Silencing CNTN-1 enhanced sensitivity to BCT-100 treatment and attenuated the EMT phenotype in resistant cell lines. (a) MTT assay to test survival rate in CNTN-1 silenced arm, scrambled and control group, and treatment time was 3 days. (b) CNTN-1, vimentin, N-cadherin and E-cadherin were tested by Western blot.
CNTN-1 promoted EMT progression by activating the AKT pathway in resistant cells
The AKT signaling pathway plays a central role in cell survival and growth. To determine the role of AKT in BCT-100 resistance, we detected the basal expression of p-AKT in H446, H446-BR, H446-BR-shControl and H446-BR-shCNTN-1. The expression of p-AKT was up-regulated in H446-BR cells but down-regulated in the H446-BR-shCNTN-1 arms. Similar phenomena were observed in the H526 cell line (Fig. 6a). AKT inhibitor LY294002 was used to test the influence of p-AKT on the EMT phenotype in H446-BR and H526-BR cells. LY294002 inhibited the level of p-AKT in BCT-100-resistant cells accompanied by attenuation of EMT progression (vimentin and N-cadherin were decreased in a dose-dependent manner, and E-cadherin was up-regulated) (Fig. 6b).
CNTN-1 promoted EMT progression via activation of the AKT pathway in resistant cells. (a) p-AKT was up-regulated in H446-BR and H526-BR cells, and down-regulated in the CNTN-1 silenced arms. (b) p-AKT, vimentin, N-cadherin and E-cadherin were tested by Western blot after LY294002 treatment (3 days).
Discussion
BCT-100 has recently emerged as a potentially effective anti-cancer agent in arginine auxotrophic tumors including HCC34, melanoma35, malignant pleural mesothelioma5 and leukemia6. Although the underlying mechanisms of pegylated arginase in these cancer cells have been elucidated, drug resistance remains a major obstacle in the battle against cancer. To achieve a better understanding of the mechanism of BCT-100-based acquired drug resistance, we established two cell lines with BCT-100-acquired resistance (H446-BR and H526-BR) that exhibited different phenotypic features compared with parent cells (Supplementary Fig. S2). Resistant cells were more aggressive with higher migration ability, anoikis resistance and multidrug resistance to standard chemotherapeutic drugs. The EMT phenotype mediated by CNTN-1 via targeting of the AKT pathway was also accompanied by formation of resistant cells.
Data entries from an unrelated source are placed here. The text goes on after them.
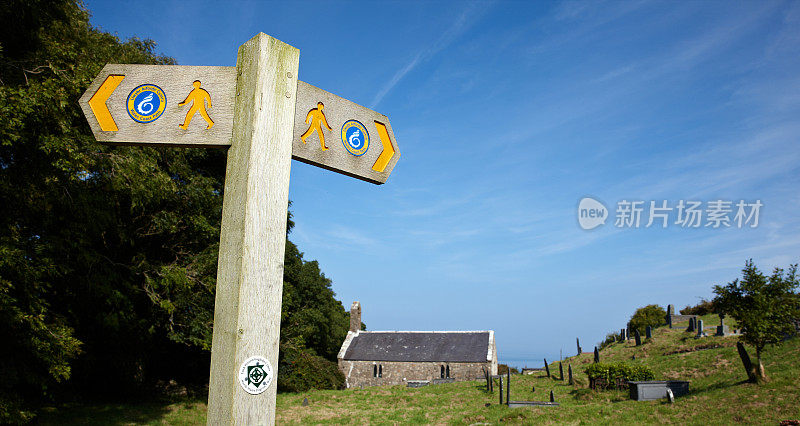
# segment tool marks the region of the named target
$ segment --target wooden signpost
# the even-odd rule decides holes
[[[101,142],[229,147],[235,121],[236,70],[108,64],[80,103],[95,139]],[[292,71],[284,77],[292,80],[289,73]],[[367,182],[385,183],[400,157],[389,118],[308,83],[297,81],[296,85],[285,93],[286,102],[294,108],[292,158]],[[202,98],[203,92],[208,98]],[[181,105],[182,101],[186,103]]]
[[[236,67],[109,64],[80,99],[95,138],[229,147],[208,424],[274,424],[291,159],[382,184],[389,119],[297,80],[298,49],[259,33]]]

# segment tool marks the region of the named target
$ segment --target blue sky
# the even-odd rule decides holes
[[[265,32],[301,80],[389,116],[387,184],[294,162],[290,187],[292,240],[371,330],[493,329],[501,362],[532,365],[748,258],[800,259],[798,2],[87,6],[182,65],[235,65]],[[591,231],[585,196],[611,215]],[[763,207],[756,228],[637,229],[614,226],[621,200]]]

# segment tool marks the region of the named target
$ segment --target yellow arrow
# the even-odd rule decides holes
[[[97,89],[97,92],[89,99],[89,106],[92,108],[97,122],[100,123],[100,130],[104,132],[116,132],[119,130],[117,123],[114,122],[114,117],[111,116],[111,112],[106,106],[106,101],[124,78],[124,75],[109,75],[106,81]]]
[[[381,138],[381,144],[383,144],[383,152],[381,152],[381,155],[375,160],[375,164],[372,165],[372,170],[383,172],[389,164],[389,160],[394,157],[395,151],[392,146],[392,140],[389,139],[389,132],[386,130],[386,125],[376,121],[375,127],[378,128],[378,136]]]

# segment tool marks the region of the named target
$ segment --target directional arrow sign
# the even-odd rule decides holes
[[[227,147],[236,67],[108,64],[80,104],[95,138],[122,145]],[[388,117],[298,81],[292,158],[367,182],[400,151]]]
[[[399,157],[388,117],[297,82],[292,158],[382,184]]]
[[[209,94],[180,105],[194,84]],[[95,139],[125,145],[230,146],[235,67],[106,65],[80,99]],[[199,111],[184,129],[187,114],[204,104],[214,125]]]

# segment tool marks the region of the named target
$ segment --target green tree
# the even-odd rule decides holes
[[[644,336],[647,326],[653,328],[664,325],[664,318],[667,316],[667,311],[658,305],[647,305],[641,307],[631,316],[631,332],[639,330],[639,333]]]
[[[202,385],[225,151],[101,145],[77,102],[106,63],[175,61],[70,0],[0,2],[0,22],[0,423],[109,383]],[[285,264],[281,343],[330,370],[313,357],[335,361],[347,314],[291,242]]]
[[[715,306],[736,320],[742,331],[741,341],[756,350],[756,365],[747,372],[751,380],[767,379],[761,359],[764,348],[795,333],[793,321],[800,312],[797,287],[796,264],[787,271],[775,268],[767,277],[752,259],[745,262],[741,280],[714,286]]]

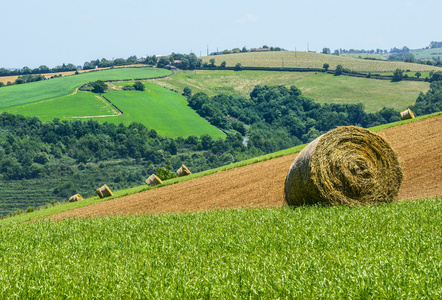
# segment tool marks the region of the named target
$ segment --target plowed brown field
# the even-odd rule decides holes
[[[378,132],[404,171],[399,199],[442,194],[442,115]],[[53,218],[203,211],[283,205],[284,180],[296,155],[219,172],[96,203]]]

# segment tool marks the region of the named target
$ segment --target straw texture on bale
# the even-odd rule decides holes
[[[182,165],[181,168],[176,170],[176,173],[178,174],[179,177],[192,174],[192,172],[190,172],[189,169],[185,165]]]
[[[379,135],[344,126],[302,150],[287,174],[288,205],[378,204],[393,201],[402,182],[396,153]]]
[[[112,196],[112,191],[109,189],[107,185],[103,185],[101,188],[96,190],[98,197],[106,198]]]
[[[407,108],[407,110],[401,112],[401,119],[402,120],[414,119],[414,113],[411,111],[411,109]]]
[[[83,200],[83,197],[81,197],[80,194],[75,194],[69,198],[69,202],[75,202],[75,201],[81,201],[81,200]]]
[[[146,179],[146,184],[148,186],[156,186],[159,184],[163,184],[163,182],[161,181],[161,179],[157,175],[152,174],[149,176],[149,178]]]

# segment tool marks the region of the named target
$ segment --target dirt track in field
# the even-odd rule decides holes
[[[400,200],[442,195],[442,115],[378,134],[399,155],[404,172]],[[284,180],[295,157],[288,155],[96,203],[53,218],[282,206]]]

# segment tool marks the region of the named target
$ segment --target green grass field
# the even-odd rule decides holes
[[[363,103],[367,112],[382,107],[405,110],[416,102],[420,92],[428,91],[429,83],[417,81],[390,82],[349,76],[318,73],[301,79],[296,86],[303,95],[321,103]]]
[[[412,64],[398,61],[366,60],[352,57],[341,57],[330,54],[300,52],[300,51],[272,51],[272,52],[248,52],[204,56],[202,60],[209,63],[215,59],[215,65],[219,66],[225,61],[227,67],[234,67],[237,63],[250,67],[286,67],[286,68],[322,68],[324,63],[334,70],[337,65],[345,69],[358,72],[394,72],[396,69],[410,71],[442,70],[442,68]]]
[[[426,92],[427,82],[374,80],[313,72],[271,71],[178,71],[151,82],[182,92],[188,86],[193,93],[240,94],[248,97],[255,85],[295,85],[303,95],[321,103],[364,103],[368,112],[382,107],[398,110],[414,104],[420,92]]]
[[[152,78],[170,74],[171,71],[165,69],[118,68],[6,86],[0,89],[0,109],[66,96],[91,81]]]
[[[442,297],[442,202],[0,223],[1,298]]]
[[[152,83],[146,82],[145,86],[144,92],[110,91],[105,93],[105,97],[120,108],[124,115],[97,118],[97,121],[125,125],[139,122],[155,129],[160,135],[168,137],[201,136],[204,133],[213,138],[225,137],[223,132],[210,125],[187,106],[185,97]]]
[[[215,139],[224,138],[223,132],[187,106],[183,96],[151,83],[145,83],[147,89],[144,92],[111,90],[105,93],[105,97],[124,115],[119,115],[118,110],[100,96],[76,90],[79,85],[98,79],[127,80],[168,74],[170,71],[165,69],[120,68],[8,86],[0,89],[0,113],[37,116],[42,121],[93,118],[99,122],[125,125],[139,122],[162,136],[201,136],[206,133]]]
[[[0,113],[4,111],[24,116],[36,116],[43,122],[52,121],[55,117],[66,119],[96,115],[116,116],[119,114],[118,110],[99,95],[82,91],[49,100],[0,109]]]

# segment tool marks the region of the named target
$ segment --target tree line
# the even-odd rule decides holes
[[[258,85],[249,98],[196,93],[188,101],[214,126],[250,136],[249,146],[264,153],[310,142],[337,126],[371,127],[400,120],[392,108],[366,113],[361,103],[319,104],[295,86]]]

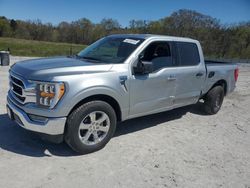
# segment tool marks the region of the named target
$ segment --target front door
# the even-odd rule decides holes
[[[164,111],[173,106],[175,76],[172,75],[171,43],[150,43],[141,53],[142,61],[152,62],[153,72],[132,75],[130,79],[130,117]]]

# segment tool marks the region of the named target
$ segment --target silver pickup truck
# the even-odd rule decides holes
[[[89,153],[120,121],[198,101],[216,114],[237,78],[237,65],[204,61],[197,40],[111,35],[76,56],[14,64],[7,111],[21,127]]]

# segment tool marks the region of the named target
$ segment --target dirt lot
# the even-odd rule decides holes
[[[188,106],[129,120],[83,156],[7,118],[7,77],[0,67],[0,187],[250,187],[250,66],[217,115]]]

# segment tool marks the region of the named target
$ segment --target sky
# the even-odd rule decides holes
[[[125,27],[132,19],[158,20],[179,9],[210,15],[223,24],[250,21],[250,0],[0,0],[0,16],[54,25],[85,17],[94,23],[113,18]]]

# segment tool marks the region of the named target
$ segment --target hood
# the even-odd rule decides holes
[[[68,57],[41,58],[20,61],[11,71],[30,80],[51,80],[55,76],[109,71],[112,64],[92,63]]]

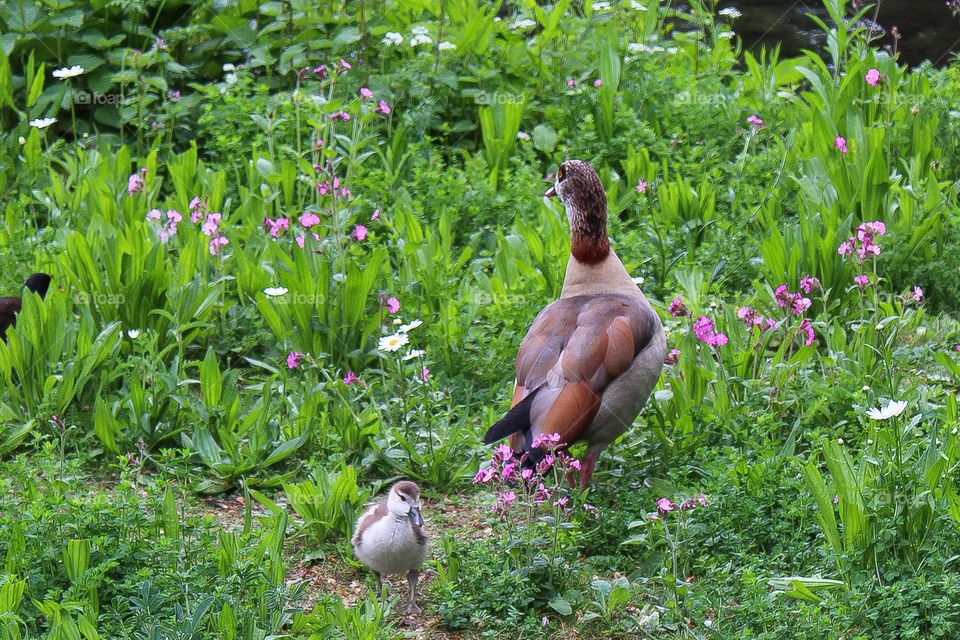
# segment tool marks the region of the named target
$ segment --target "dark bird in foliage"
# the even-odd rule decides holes
[[[510,436],[514,454],[535,465],[538,436],[587,443],[580,486],[600,452],[632,424],[660,378],[666,339],[660,316],[607,237],[607,196],[586,162],[568,160],[546,196],[559,196],[570,223],[570,259],[560,299],[545,307],[520,344],[512,408],[486,444]]]
[[[35,273],[23,286],[28,291],[40,295],[41,298],[47,295],[47,289],[50,287],[51,277],[46,273]],[[23,305],[23,299],[20,296],[8,296],[0,298],[0,338],[7,341],[7,329],[17,326],[17,314],[20,313],[20,307]]]

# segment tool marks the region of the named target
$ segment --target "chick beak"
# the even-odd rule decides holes
[[[410,524],[418,527],[423,524],[423,518],[420,516],[420,507],[410,507]]]
[[[547,198],[553,198],[554,196],[557,195],[557,190],[554,189],[553,187],[550,187],[549,189],[547,189],[547,192],[543,195],[546,196]]]

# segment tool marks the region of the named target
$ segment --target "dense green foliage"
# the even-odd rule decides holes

Accumulating evidence indicates a close relationship between EMT progression and tumor invasion and metastasis36. In addition, EMT has been cited as the means by which cancer cells gain migratory properties and leave the primary tumor site to distant metastases. In the tumor metastatic cascade, EMT exerts its function during the initial event when cancer cells with deficient epithelial characteristics leave the primary tumor site, invade adjacent normal tissue and eventually enter blood vessels to circulate to metastatic organs11. When completing metastasis, tumor cells are believed to undergo mesenchymal to epithelial transition (MET) to regain epithelial features and form secondary tumors37. During EMT progression, cancer cells are thought to obtain many cancer stem cell-like properties38. This is consistent with our findings (Oct-4 and nanog were up-regulated in H446-BR and H526-BR cells). Besides, increasing evidences have demonstrated stem cell-like cancer cells are regarded as the important contributor to multidrug resistance39,40. And EMT has been considered as a potential link between chronic obstructive pulmonary disease (COPD) and lung cancer8,41. Nonetheless tumor cells comprise various populations of cells with heterogeneous phenotypes. Interestingly, tumor cells that express both epithelial and mesenchymal biomarkers simultaneously can more effectively metastasize throughout the body and this is considered partial EMT37. Mesenchymal cancer cells are also thought to have a lower proliferation rate and among these cancer cells, some still have an undifferentiated metastatic ability for MET progression to a well-differentiated epithelial phenotype in distant organs11. Although EMT-MET homeostasis exists in tumor metastasis, the role of EMT has been frequently studied in cancer treatment. For example, EMT has been shown to be involved in paclitaxel resistance in epithelial ovarian carcinoma cells via an increase in mesenchymal markers and decreased epithelial adhesion molecule42.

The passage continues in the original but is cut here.